Nowadays most tourist traveling to Cuba are Europeans and Canadians, both groups has guaranteed a travel insurance included in theirs housing insurance, this housing insurance is universal and is discounted of theirs taxes as part of the national insurance system…. a system that is the envy of the world and we have to fight for having it implemented here in the States….. so, the welfare system covers all Europeans and Canadians when traveling…. The receptors countries shares those insurance policies with the origin country by the deals reached long time ago by Europeans and Canadians tour-operators whit local tourist companies and local insurance co. Cuba of course is part of those deals….. what is happening now is castrofascism is in “need” of more money and each time castrofascism is in need turns back to the Cubans in exile….. it is just another milking project to get the dollars of the “enemy”……. so, this tax will affect only the Cubans in exile because other tourist are already covered….. what happens is the regimen to disguise the real intentions and the real prejudiced by the tax speaks in a general way as it would be a new thing for tourists in general.
Marzo 7th, 2010 at 21:51
Simba,
With all due respect, I think the fee you are referring to is the 10 dollar Travel Promotion Act surcharge that president Obama signed into law a few days ago. As I understand it, the purpose of the fee is to promote travel to the US, help the tourism industry here and create jobs.
There is a big difference between this and what the murdering Cuban dictator is doing. I have travelled extensively and have never been to a country that requires any proof of health insurance. Requiring tourists to prove they have health insurance or else pay for it in order to visit Cuba is the height of cynicism for a country that refuses to care for its own political prisoners. The dictators in Cuba actively murder their own citizens because they fear them.

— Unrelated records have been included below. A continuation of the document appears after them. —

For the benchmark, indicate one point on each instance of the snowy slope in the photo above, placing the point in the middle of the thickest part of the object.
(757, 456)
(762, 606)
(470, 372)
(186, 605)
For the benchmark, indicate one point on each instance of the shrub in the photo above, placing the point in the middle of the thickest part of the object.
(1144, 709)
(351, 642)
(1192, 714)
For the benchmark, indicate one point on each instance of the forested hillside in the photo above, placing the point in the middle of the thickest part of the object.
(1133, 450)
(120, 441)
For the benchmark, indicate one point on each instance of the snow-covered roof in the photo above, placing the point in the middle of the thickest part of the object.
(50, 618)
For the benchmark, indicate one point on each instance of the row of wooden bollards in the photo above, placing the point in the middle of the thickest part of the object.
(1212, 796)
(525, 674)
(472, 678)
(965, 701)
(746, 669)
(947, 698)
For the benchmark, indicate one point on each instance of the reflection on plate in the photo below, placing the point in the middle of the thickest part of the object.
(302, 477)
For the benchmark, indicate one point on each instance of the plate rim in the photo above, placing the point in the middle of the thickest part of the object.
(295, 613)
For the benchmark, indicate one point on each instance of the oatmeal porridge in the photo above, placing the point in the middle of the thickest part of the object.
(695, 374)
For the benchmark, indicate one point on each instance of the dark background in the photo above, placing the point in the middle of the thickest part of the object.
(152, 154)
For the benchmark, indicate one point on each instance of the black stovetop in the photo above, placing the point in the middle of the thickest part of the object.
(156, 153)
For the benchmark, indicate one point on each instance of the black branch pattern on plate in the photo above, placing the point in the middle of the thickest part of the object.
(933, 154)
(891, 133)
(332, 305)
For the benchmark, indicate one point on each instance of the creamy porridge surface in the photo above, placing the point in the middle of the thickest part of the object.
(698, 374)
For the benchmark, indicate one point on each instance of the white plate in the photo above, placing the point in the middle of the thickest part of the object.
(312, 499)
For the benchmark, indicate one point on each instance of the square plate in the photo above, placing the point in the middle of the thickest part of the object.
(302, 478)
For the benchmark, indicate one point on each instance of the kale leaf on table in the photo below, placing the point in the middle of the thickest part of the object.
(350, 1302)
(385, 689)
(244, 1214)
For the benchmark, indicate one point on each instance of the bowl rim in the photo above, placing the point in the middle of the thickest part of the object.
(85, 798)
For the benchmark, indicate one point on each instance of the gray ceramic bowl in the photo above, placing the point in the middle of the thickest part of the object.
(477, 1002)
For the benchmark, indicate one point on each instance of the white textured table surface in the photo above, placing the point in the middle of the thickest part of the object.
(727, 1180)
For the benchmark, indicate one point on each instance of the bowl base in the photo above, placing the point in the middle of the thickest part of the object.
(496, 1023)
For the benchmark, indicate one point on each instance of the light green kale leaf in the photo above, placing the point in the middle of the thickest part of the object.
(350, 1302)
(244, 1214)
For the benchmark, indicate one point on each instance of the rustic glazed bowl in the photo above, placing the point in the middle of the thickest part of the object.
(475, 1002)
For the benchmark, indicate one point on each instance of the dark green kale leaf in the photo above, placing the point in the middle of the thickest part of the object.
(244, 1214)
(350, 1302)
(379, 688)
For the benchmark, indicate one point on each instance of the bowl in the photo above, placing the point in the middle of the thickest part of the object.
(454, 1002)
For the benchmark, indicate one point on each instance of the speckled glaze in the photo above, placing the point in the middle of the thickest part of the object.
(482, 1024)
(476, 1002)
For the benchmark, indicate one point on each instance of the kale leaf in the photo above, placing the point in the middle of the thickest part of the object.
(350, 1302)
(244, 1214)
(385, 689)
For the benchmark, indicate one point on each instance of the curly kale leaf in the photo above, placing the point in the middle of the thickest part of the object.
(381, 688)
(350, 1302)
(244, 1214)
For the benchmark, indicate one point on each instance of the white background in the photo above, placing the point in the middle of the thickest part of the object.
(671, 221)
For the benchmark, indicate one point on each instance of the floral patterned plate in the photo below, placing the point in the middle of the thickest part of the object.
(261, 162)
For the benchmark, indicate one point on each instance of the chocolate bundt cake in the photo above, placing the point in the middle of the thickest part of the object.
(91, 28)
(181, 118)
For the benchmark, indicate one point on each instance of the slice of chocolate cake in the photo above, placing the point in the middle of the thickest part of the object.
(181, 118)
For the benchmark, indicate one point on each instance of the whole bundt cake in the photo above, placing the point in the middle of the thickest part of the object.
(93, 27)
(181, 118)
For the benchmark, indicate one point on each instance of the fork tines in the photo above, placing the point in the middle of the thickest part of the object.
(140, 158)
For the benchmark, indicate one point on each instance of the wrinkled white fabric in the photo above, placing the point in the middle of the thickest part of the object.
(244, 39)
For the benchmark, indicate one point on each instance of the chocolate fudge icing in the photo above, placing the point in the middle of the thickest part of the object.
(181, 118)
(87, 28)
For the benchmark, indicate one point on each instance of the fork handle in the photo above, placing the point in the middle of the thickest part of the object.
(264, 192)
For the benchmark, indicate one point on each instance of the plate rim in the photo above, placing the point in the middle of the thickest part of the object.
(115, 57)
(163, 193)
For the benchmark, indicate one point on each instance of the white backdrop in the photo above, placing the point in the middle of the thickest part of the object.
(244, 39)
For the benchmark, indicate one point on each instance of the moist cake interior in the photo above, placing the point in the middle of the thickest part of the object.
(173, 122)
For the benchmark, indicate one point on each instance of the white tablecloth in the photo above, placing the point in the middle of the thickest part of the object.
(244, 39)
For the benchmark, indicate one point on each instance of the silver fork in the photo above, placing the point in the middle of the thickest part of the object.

The money they intend to extort from tourists on the pretext of funding health insurance is a fraud. In Cuba, there is no Government Accountability Office. All the money they collect via this new gimmick will go directly into the private bank accounts of the crime syndicate that is the Cuban dictatorship.
Marzo 7th, 2010 at 21:04
Honoring a Cuban Freedom Fighter.
http://www.youtube.com/watch?v=HS7vcx-QkY0
Marzo 7th, 2010 at 21:00
NY TIMES: U.S. Hopes Exports of Internet Services Will Help Open Closed Societies
By MARK LANDLER
Published: March 7, 2010
WASHINGTON —” Seeking to exploit the Internet’s potential for prying open closed societies, the Obama administration will permit technology companies to export online services like instant messaging, chat and photo sharing to Iran, Cuba and Sudan, a senior administration official said Sunday.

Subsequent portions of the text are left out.